Key things to remember
About About this report
This report maps the structure, scale, geography, capital flows, policy environment, and forward scenarios of the US solar energy market through 2028.
It is written for investors, fund managers, and analysts evaluating the US solar sector as an asset class or opportunity space.
Ren synthesised data from SEIA quarterly market reports, EIA capacity projections, IRS Notice 2025-42, Wood Mackenzie forecasts, and BCSE's 2026 Sustainable Energy Factbook, supplemented by NREL and Deloitte research.
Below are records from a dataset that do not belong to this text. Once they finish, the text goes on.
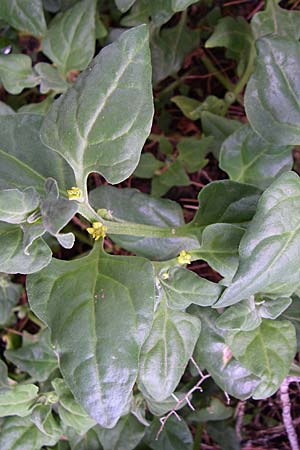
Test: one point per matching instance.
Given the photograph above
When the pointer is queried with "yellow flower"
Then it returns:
(184, 258)
(74, 193)
(97, 231)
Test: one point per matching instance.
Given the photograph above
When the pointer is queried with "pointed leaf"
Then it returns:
(103, 316)
(88, 126)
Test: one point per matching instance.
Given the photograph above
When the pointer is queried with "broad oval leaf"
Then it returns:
(24, 15)
(247, 158)
(269, 250)
(211, 353)
(267, 351)
(101, 123)
(166, 352)
(275, 113)
(70, 39)
(98, 326)
(24, 160)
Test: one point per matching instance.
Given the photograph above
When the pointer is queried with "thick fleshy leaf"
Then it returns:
(20, 433)
(169, 47)
(125, 435)
(24, 160)
(9, 296)
(70, 39)
(248, 158)
(269, 256)
(175, 435)
(275, 113)
(268, 352)
(70, 412)
(12, 256)
(17, 400)
(101, 123)
(219, 127)
(24, 15)
(16, 73)
(50, 79)
(211, 353)
(167, 351)
(233, 203)
(37, 358)
(134, 206)
(244, 317)
(98, 326)
(183, 287)
(16, 205)
(277, 20)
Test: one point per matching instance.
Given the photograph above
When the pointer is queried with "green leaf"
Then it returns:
(12, 256)
(269, 261)
(9, 296)
(192, 152)
(216, 410)
(233, 203)
(21, 434)
(16, 205)
(268, 352)
(147, 166)
(277, 20)
(275, 113)
(211, 353)
(24, 15)
(248, 158)
(183, 287)
(70, 412)
(166, 352)
(175, 175)
(125, 435)
(16, 73)
(37, 358)
(236, 36)
(244, 317)
(87, 125)
(219, 127)
(134, 206)
(50, 79)
(21, 164)
(17, 400)
(169, 47)
(70, 39)
(124, 5)
(174, 436)
(103, 370)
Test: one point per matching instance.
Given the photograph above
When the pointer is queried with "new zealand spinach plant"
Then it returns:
(127, 348)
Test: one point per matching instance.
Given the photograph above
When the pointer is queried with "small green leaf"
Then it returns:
(268, 352)
(37, 358)
(70, 39)
(16, 73)
(103, 315)
(125, 435)
(50, 79)
(148, 165)
(101, 123)
(167, 351)
(248, 158)
(24, 15)
(17, 400)
(184, 287)
(269, 261)
(275, 113)
(70, 412)
(16, 205)
(211, 352)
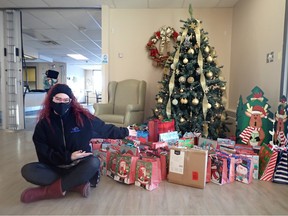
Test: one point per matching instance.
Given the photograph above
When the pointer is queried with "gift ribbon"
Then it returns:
(172, 79)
Capacity data is current to Q3 2025 (SEIA); policy analysis reflects the One Big Beautiful Bill Act as enacted and IRS Notice 2025-42 as issued; 2026 projections are EIA estimates subject to revision.
Sources Sources & Methodology
Research conducted 14 Apr 2026. All statistics carry inline citation markers.
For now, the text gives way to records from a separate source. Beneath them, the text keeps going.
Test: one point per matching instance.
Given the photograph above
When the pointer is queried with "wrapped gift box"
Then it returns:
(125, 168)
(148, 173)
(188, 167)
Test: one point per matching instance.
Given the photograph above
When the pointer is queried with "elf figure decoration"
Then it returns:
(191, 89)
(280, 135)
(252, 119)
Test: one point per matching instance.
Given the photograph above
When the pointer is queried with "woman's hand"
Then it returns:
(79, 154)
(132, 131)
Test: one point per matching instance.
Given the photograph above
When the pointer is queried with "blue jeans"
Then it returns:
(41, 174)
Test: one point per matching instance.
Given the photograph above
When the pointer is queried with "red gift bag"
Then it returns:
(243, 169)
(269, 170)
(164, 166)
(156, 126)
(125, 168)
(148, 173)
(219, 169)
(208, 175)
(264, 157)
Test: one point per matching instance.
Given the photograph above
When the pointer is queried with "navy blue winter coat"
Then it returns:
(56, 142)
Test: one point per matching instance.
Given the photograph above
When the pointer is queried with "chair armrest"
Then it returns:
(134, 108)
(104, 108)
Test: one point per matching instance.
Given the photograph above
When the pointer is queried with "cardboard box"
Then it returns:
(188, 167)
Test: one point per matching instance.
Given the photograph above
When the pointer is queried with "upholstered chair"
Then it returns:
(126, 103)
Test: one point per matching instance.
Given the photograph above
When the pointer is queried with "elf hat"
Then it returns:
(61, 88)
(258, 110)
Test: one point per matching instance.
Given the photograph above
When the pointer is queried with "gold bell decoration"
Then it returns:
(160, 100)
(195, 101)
2025 full-year US solar capacity additions — EIA: 39 GWac projected for 2025 vs SEIA Q1–Q3 2025 cumulative: 29.0 GWdc across three quarters, implying a ~38–40 GWdc full year. Both sources are directionally consistent. EIA's 39 GWac projection is used as the headline figure as it is a Tier 1 government estimate; SEIA quarterly data provides the segment breakdown.
2025–2030 US solar deployment forecast — Wood Mackenzie base case: 246 GWdc (post-OBBB Act) vs SEIA aligned base: trajectory toward 769 GWdc cumulative by 2035. Both sources are consistent in direction — Wood Mackenzie provides the near-term scenario figure and SEIA the long-term cumulative. Wood Mackenzie is used for the scenario section as it explicitly models OBBB Act impact.
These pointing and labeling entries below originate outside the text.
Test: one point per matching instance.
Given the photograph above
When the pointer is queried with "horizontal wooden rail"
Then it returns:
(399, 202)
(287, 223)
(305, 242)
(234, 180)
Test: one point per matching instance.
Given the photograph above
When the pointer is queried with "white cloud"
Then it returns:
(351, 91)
No Tier 1 source provided market share percentages for individual utility-scale solar developers below NextEra and Berkshire Hathaway Energy. EPC contractor market share is entirely absent. Confidence on competitive market share is capped at MEDIUM.
No public data exists for Sunrun or Sunnova market share in residential installation for 2025–2026. Neither company's segment-level financials are publicly broken out in sufficient detail to assess margin concentration at the installer layer.
No segment-level revenue data from SEIA, Wood Mackenzie, or BloombergNEF is available for 2025–2026. The $26.7B market value figure comes from Technavio, a Tier 2 source, and should be treated as an estimate rather than a verified finding.
PitchBook and BloombergNEF transaction-level data — covering specific infrastructure fund names, individual project finance terms, and distressed exits — is not available in the research assembled. Capital flows section reflects directional characterisation only.
Specific ERCOT interconnection queue delay data is not available. Texas queue size (38,000 MW) is noted but no wait time or approval rate data could be sourced, limiting the precision of the Texas regional analysis.
No Tier 1 sources were available for the scenarios section; Wood Mackenzie is classified as Tier 2. Scenario probability estimates are derived from deployment data and enacted legislation, not from an independent Tier 1 probabilistic model. Confidence is capped at MEDIUM.
This report is produced for informational purposes only. It does not constitute financial, legal, or investment advice. All data is sourced from publicly available information as at the date of research. Renatus Ventures makes no representations as to the completeness or accuracy of third-party data.